DISCO demonstrates innovative measures to connect in different flex zone functions, having common data syntax for efficiently allocating space. The Meta Model Suite guides Living Labs in achieving PI-led optimisation of urban space use and allocation, multipurpose use of buildings, open hubs operating with co-modal services, reducing empty miles, achieving better operational results, and limit congestion through dynamic routing, and load policies. The UF Data Space introduces common standards on business and governance models for data sharing, and a portfolio of urban functions creating conditions to engage stakeholders in customised data sharing. Having digitalisation at the centre of the urban logistics ecosystem, a smooth coordination and voluntary data sharing among the mobility and urban planning departments of the cities can fulfil the primary principles of the SUMPs in the entire “functional city” by integrating previously fragmented urban logistics elements of the value chain.

The DISCO’s 23 ground-breaking measures are demonstrated on a 3-Steps implementation lifecycle, involving in total 8 demonstrators: 4 Starring Living Labs, Copenhagen (DK), Ghent (BE), Thessaloniki (EL), and Helsinki (FI) (Step 1), 4 Twinning Living Labs, Padua (IT), a Spanish Cluster with BarcelonaValencia, and Zaragoza (ES) (Step 2), and 4 Early Adopters, Prague (CZ), Piacenza (IT), Aarhus (DK) and North Hesse (DE) (Step 3). They span North to South and East to West along TEN-T corridors, supporting the revised guidelines for the TEN-T, which states that EU cities on the network should adopt a SUMP harmonised with SULP, and collect relevant data. Seven out of 8 LLs are in the list of EU Mission cities.

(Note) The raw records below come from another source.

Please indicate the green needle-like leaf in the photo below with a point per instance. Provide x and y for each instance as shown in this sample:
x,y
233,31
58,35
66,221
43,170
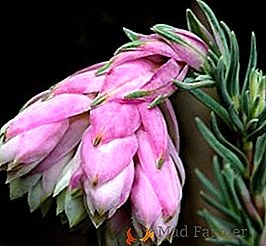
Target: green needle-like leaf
x,y
252,62
211,103
208,185
224,152
226,143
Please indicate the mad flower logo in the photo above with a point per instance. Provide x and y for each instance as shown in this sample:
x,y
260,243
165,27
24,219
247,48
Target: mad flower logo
x,y
130,239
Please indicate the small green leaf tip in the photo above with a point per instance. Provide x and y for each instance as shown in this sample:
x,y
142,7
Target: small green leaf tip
x,y
133,36
137,94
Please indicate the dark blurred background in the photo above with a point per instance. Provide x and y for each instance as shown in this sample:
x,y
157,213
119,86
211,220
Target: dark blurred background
x,y
45,42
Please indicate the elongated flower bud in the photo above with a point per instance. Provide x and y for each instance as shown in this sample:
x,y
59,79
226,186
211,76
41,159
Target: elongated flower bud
x,y
106,135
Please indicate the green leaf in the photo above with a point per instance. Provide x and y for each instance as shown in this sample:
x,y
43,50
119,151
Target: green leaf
x,y
103,69
137,94
157,101
168,33
246,104
230,177
60,202
211,103
259,150
194,85
219,35
133,36
235,118
222,83
247,201
36,196
45,206
64,179
195,26
129,46
74,209
258,132
232,76
22,169
258,174
252,62
221,181
21,186
224,152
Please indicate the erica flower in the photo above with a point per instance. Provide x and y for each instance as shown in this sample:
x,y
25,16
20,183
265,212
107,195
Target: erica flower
x,y
104,136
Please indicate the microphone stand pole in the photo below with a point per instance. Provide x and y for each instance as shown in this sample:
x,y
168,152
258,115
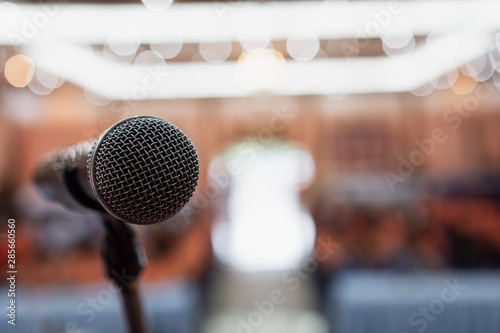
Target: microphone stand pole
x,y
124,259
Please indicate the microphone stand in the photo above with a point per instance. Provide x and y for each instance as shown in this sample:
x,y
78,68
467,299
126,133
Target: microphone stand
x,y
124,259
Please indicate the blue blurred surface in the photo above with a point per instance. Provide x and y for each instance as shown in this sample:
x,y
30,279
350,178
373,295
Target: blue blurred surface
x,y
169,307
383,302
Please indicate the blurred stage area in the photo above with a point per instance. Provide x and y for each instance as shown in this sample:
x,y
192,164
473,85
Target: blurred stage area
x,y
349,163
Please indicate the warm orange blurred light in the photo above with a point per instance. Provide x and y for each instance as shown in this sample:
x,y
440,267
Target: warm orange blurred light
x,y
463,85
19,70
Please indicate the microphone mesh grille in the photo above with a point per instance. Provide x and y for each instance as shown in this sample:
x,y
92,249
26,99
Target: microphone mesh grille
x,y
145,170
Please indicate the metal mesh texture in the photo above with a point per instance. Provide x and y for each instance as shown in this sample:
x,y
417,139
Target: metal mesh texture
x,y
145,170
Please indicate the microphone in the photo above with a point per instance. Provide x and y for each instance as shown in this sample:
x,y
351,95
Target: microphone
x,y
141,170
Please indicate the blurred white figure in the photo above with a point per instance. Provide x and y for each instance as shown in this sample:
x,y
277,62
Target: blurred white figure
x,y
265,227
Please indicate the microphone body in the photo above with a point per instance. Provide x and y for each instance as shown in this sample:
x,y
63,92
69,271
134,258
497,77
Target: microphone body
x,y
63,177
141,170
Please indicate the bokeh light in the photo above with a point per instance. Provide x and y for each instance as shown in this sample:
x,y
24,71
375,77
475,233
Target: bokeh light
x,y
19,70
302,44
261,69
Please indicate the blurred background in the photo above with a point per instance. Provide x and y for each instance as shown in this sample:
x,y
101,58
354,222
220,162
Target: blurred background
x,y
349,162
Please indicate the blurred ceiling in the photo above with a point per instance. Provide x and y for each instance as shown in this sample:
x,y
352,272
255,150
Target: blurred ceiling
x,y
242,48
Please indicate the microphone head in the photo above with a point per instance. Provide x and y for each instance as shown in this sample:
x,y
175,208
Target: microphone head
x,y
143,170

The PI-led approach implemented in DISCO delivers trusted integration of systems and networks, adopted by cities actively shaping their transition, smoothly harmonising freight considerations into land-use policy and planning. Within a data-driven “cloud” approach a city could fairly penalize abusers of the infrastructure by having access to real-time data on use, avoid costly infrastructure investments that simply address congestion times by optimizing use during all times of the day and control access to infrastructure and avoid congestion or overuse.

As ultimate goal, DISCO supports Living Labs with a Policy package to achieve the EU Mission goals for inclusive climate-neutral smart cities by 2030 with socially and economically viable solutions of digital urban logistics and planning at different ranges of European city geographies and ambitions, distinctive and settled urban and peri-urban systems and hierarchies.